Seed treatments on the rise
Major companies are making great strides in seed treatment application, and they’re investing more, too. Syngenta recently broke ground on a new $20 million expansion of its North American Seedcare Institute in Stanton, Minn. It’s one of only 11 worldwide. The company also recently launched a new website on seed care, which many call seed treatment.
DuPont Pioneer recently opened its second Seed Science Center; this one in Johnston, Iowa. The facility contains classrooms, test labs and even treatment equipment for trying out formulations and training others on proper seed treatment. “The facility gives us on-the-ground capabilities to match treatments with genetics for the best integrated seed solution for our customers,” says Jeff Daniels, technical agronomy and application lead, DuPont Seed Treatment Enterprise.
And the company unveiled an insecticide for its seed treatments for 2016 — Lumivia. It offers enhanced control of fall armyworm, black cutworm and other pests that can nip germination early. To learn more about Lumivia, circle 124.
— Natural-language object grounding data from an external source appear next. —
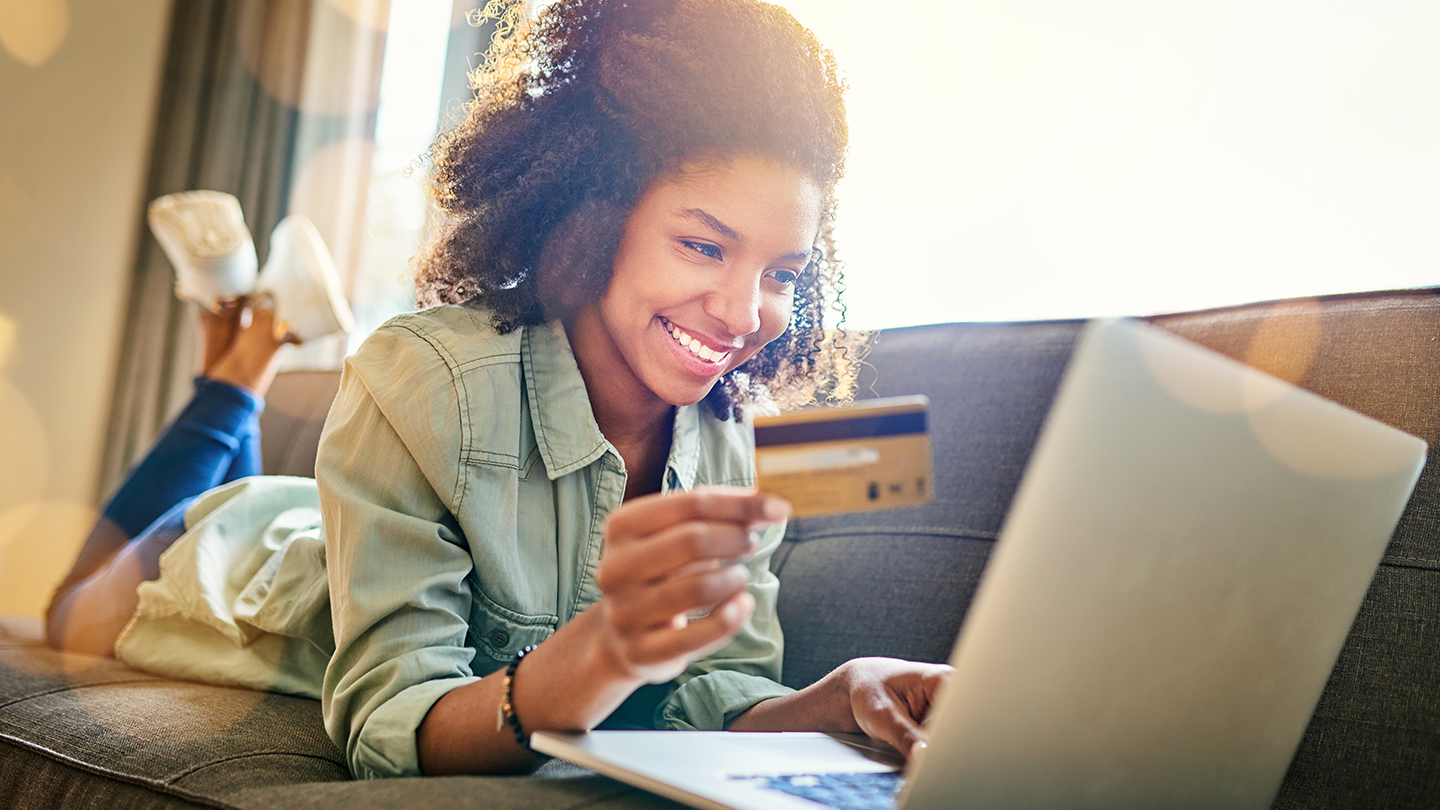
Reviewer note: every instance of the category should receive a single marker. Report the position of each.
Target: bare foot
(254, 356)
(218, 330)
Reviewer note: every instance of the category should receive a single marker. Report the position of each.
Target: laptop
(1171, 588)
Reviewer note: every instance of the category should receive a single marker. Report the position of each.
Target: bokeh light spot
(32, 30)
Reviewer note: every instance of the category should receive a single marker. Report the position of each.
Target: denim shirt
(462, 486)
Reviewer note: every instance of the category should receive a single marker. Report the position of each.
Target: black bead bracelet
(507, 705)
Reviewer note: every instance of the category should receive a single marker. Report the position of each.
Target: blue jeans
(215, 440)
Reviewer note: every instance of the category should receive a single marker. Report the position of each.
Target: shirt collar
(684, 448)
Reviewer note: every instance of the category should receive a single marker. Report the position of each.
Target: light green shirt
(462, 484)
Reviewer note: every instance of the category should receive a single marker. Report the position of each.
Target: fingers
(660, 604)
(660, 653)
(673, 551)
(893, 724)
(890, 698)
(647, 515)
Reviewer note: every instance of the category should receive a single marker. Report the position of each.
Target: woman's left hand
(883, 698)
(890, 698)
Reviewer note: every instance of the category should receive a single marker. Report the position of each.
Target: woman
(529, 496)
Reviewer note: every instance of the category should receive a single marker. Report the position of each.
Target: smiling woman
(703, 278)
(537, 496)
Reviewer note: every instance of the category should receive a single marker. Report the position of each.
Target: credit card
(874, 454)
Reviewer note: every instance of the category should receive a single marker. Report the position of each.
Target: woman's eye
(704, 248)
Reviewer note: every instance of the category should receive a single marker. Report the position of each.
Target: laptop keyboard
(843, 791)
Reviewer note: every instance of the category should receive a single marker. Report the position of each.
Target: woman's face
(703, 278)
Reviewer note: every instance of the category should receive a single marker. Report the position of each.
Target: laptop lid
(1172, 584)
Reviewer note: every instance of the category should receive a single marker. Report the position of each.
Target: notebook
(1171, 588)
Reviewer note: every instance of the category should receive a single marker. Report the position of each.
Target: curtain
(272, 101)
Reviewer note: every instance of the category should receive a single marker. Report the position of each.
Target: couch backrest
(294, 415)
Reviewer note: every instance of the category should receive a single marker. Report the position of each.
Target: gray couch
(82, 731)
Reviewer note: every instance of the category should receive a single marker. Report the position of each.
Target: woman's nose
(736, 303)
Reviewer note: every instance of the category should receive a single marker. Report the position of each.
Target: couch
(81, 731)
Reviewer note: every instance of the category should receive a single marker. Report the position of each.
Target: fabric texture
(444, 434)
(215, 438)
(241, 113)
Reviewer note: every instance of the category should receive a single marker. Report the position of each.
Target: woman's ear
(576, 260)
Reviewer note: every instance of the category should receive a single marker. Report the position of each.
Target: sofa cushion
(82, 731)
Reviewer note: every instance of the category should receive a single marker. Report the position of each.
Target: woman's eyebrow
(712, 222)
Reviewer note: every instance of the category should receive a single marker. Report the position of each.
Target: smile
(694, 346)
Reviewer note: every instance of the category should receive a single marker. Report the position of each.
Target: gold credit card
(874, 454)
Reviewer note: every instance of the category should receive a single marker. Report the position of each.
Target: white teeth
(694, 346)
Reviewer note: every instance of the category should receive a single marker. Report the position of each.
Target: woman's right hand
(673, 557)
(664, 557)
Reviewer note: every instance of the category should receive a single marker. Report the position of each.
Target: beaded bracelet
(507, 705)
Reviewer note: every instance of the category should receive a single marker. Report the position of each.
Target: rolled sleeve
(722, 686)
(396, 562)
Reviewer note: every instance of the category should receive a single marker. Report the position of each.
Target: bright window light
(406, 123)
(1041, 159)
(1038, 159)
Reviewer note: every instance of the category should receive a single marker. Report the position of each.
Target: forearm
(566, 683)
(820, 706)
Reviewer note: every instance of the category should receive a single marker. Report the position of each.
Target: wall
(79, 82)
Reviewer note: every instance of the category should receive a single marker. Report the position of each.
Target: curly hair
(582, 108)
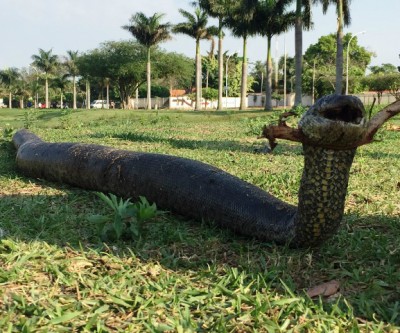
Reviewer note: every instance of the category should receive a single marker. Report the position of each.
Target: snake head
(336, 121)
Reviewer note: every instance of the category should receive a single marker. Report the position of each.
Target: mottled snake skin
(200, 191)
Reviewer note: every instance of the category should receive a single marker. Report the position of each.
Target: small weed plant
(30, 117)
(127, 219)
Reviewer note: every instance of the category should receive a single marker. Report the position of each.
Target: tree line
(127, 65)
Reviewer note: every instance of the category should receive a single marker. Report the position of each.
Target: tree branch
(282, 131)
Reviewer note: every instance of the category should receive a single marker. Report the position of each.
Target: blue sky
(62, 25)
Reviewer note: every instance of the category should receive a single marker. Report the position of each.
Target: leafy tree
(47, 62)
(383, 69)
(8, 78)
(259, 74)
(303, 21)
(320, 65)
(290, 71)
(61, 83)
(241, 21)
(220, 10)
(196, 27)
(149, 31)
(210, 94)
(343, 19)
(175, 70)
(273, 19)
(72, 71)
(123, 62)
(381, 82)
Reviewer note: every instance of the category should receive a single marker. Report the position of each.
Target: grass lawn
(57, 275)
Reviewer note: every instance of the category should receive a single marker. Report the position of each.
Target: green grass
(56, 275)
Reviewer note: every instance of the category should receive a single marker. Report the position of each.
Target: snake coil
(200, 191)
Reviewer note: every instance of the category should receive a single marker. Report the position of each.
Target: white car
(99, 104)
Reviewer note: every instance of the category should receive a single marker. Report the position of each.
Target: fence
(253, 100)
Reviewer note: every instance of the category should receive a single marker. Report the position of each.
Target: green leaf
(101, 219)
(65, 317)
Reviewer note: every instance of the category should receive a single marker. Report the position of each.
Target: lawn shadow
(181, 245)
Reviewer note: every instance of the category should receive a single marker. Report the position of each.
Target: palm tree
(9, 78)
(72, 71)
(303, 20)
(46, 62)
(218, 9)
(196, 27)
(149, 31)
(61, 83)
(242, 24)
(273, 19)
(343, 19)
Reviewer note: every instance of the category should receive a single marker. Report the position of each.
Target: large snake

Bayer CropScience opened a new SeedGrowth Equipment Innovation Center in July in Shakopee, Minn. The company made a $12 million investment in the 137,000-square-foot facility, which makes and markets On Demand batch treaters to apply custom seed treatments in any combination.
There are more investments in this area than ever before.
“Internally, we continue to evaluate the performance of the seed treatment technologies out there so we don’t miss something,” says Shane Meis, director of research, Wyffels Hybrids. “We’ve gone with the Bayer package, and there are options for the grower to select what they want.” That package includes Poncho/Votivo, which is an insecticide and nematicide combination.
Meis notes the company is looking at biologicals as seed treatments, noting Wyffels has “conversations with the folks working on that technology.” The key is that new technology can’t slow down conditioning capacity and doesn’t impact the flowability of the product for growers.
There’s a new soybean seed treatment coming to market for 2016. Intego Suite Soybeans from Valent is the first seed protection fungicide introduced for pythium and phytophthora in over 35 years. Thad Haes, seed protection marketing manager for Valent, says, “We have unique active ingredients for the market. We have a new molecule that is proprietary to Valent and is strong for pythium and phytophthora control. The key is to get that seed established and out of the ground.”
Haes notes the competitive seed treatment market means Valent must work with seed sellers to “get in the door” to make a sale, but he notes that the improved disease control the new product offers will make a difference. To learn more about Intego Suite, circle 125.
Looking ahead to 2016
There are new products to learn about from your seed seller, but in making future seed decisions, Ryan Moeller, technical seed manager, Croplan, offers some advice:
“Really think about what that seed salesperson told you about the hybrid or variety last fall, and consider whether you did the management practices required,” he says. “That way you can evaluate the yield from what you planted. Ask yourself, ‘Did I manage the product appropriately?’ ”
When evaluating a hybrid or variety, what you do is as important as the seed itself. It’s only as good as the management system it’s in. Look at performance of each hybrid against your management choices to determine the best seed for 2016. Good advice before buying seed.